Anomaly Forecast of Sensor Data in Energy Intensive Industries – Part I: The Machine Learning and Beer Production
Motivation and Background
Beer production is an important example of an energy intensive industry involving heating or cooling whose source of energy could be either electric or thermal depending on the application. Refrigeration takes the largest electric energy consumption whereas thermal energy from burning natural gas is used to generate hot water and steam, which is then used in brewing, packaging and possibly building heating. We focus on the analysis of the brewing room (brewhouse) where steam vapor is supplied by boilers and delivered to the mash tun, lauter tun and kettle in the process line shown in figure 1.

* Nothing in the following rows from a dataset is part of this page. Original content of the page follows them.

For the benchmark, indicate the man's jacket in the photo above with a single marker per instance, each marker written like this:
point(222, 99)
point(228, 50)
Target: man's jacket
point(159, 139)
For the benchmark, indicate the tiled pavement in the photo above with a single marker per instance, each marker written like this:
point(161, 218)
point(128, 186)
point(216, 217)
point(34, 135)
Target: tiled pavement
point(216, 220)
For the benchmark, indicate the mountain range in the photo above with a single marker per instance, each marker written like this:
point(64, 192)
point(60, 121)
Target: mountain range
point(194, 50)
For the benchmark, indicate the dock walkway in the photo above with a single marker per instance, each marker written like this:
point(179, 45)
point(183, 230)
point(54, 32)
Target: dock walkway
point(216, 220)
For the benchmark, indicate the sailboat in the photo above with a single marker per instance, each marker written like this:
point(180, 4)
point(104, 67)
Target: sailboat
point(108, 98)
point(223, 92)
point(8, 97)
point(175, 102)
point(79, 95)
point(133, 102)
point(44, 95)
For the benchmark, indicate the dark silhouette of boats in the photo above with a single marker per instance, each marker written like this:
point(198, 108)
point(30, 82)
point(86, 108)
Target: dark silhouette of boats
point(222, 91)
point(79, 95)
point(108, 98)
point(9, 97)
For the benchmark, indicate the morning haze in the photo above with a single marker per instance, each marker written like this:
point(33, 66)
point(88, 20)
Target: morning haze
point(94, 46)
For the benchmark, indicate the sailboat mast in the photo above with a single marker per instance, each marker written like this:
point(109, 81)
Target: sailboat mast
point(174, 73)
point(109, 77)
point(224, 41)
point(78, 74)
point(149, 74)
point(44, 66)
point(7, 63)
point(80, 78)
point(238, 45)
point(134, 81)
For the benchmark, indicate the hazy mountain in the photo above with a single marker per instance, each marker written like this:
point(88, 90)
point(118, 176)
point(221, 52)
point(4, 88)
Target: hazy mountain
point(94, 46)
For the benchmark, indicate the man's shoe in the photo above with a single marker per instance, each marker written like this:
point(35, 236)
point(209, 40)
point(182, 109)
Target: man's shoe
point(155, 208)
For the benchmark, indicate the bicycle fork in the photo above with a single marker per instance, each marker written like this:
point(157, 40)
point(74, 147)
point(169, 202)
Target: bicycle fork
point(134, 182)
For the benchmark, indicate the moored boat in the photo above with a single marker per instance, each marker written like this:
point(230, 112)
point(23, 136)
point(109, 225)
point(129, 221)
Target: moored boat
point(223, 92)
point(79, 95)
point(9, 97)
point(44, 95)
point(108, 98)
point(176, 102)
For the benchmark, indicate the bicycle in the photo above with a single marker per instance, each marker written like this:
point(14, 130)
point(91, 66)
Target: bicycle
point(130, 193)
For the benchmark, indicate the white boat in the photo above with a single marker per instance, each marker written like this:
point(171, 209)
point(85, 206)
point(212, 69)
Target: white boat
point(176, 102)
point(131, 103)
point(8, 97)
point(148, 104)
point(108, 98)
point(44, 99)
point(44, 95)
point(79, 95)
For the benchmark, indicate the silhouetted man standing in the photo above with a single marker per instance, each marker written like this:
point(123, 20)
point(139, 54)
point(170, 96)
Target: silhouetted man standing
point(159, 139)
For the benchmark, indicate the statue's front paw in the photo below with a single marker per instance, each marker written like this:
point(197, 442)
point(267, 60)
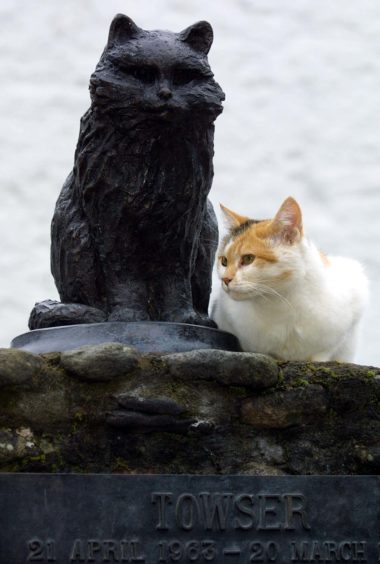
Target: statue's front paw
point(51, 313)
point(190, 317)
point(126, 314)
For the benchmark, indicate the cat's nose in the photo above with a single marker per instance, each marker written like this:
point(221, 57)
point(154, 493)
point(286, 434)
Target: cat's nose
point(165, 93)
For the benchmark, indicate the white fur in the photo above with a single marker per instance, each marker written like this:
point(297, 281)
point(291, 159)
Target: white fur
point(312, 315)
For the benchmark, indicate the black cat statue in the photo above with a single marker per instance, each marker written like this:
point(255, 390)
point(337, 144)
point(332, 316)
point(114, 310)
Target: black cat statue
point(133, 234)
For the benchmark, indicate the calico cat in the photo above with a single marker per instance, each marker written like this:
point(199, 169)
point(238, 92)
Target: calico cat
point(281, 296)
point(133, 234)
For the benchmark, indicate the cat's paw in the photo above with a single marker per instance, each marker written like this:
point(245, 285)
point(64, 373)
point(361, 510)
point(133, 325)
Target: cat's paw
point(128, 314)
point(51, 313)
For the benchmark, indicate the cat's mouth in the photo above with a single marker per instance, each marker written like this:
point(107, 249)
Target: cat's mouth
point(236, 294)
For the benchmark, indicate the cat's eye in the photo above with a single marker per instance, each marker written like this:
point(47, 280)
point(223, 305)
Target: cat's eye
point(184, 76)
point(247, 259)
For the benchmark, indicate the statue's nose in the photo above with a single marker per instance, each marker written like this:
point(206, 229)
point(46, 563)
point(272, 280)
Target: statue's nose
point(165, 93)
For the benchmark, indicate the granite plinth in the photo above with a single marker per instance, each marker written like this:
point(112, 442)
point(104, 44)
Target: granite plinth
point(144, 336)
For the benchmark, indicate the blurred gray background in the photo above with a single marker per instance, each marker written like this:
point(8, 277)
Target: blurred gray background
point(301, 118)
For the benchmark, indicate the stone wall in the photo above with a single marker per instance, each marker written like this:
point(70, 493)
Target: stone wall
point(109, 408)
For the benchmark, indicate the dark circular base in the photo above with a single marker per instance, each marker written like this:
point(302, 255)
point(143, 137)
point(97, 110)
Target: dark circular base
point(147, 336)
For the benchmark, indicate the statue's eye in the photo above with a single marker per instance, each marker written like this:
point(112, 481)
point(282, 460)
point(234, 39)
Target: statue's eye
point(247, 259)
point(144, 73)
point(184, 76)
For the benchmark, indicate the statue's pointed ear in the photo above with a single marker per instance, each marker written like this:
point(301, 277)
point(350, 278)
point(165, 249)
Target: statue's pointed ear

According to , the United States beverage industry consumed about 70 trillion BTU of energy in 2010 alone. This corresponds to an expenditure in energy between three and eight percent of the production cost of beer valued in the hundreds of millions of dollars annually . Improving energy use is an important way to reduce cost. However, there is also an associated cost of production of greenhouse gases (GHG) that has to be considered, particularly when unnecessary burning of gas exacerbates global warming.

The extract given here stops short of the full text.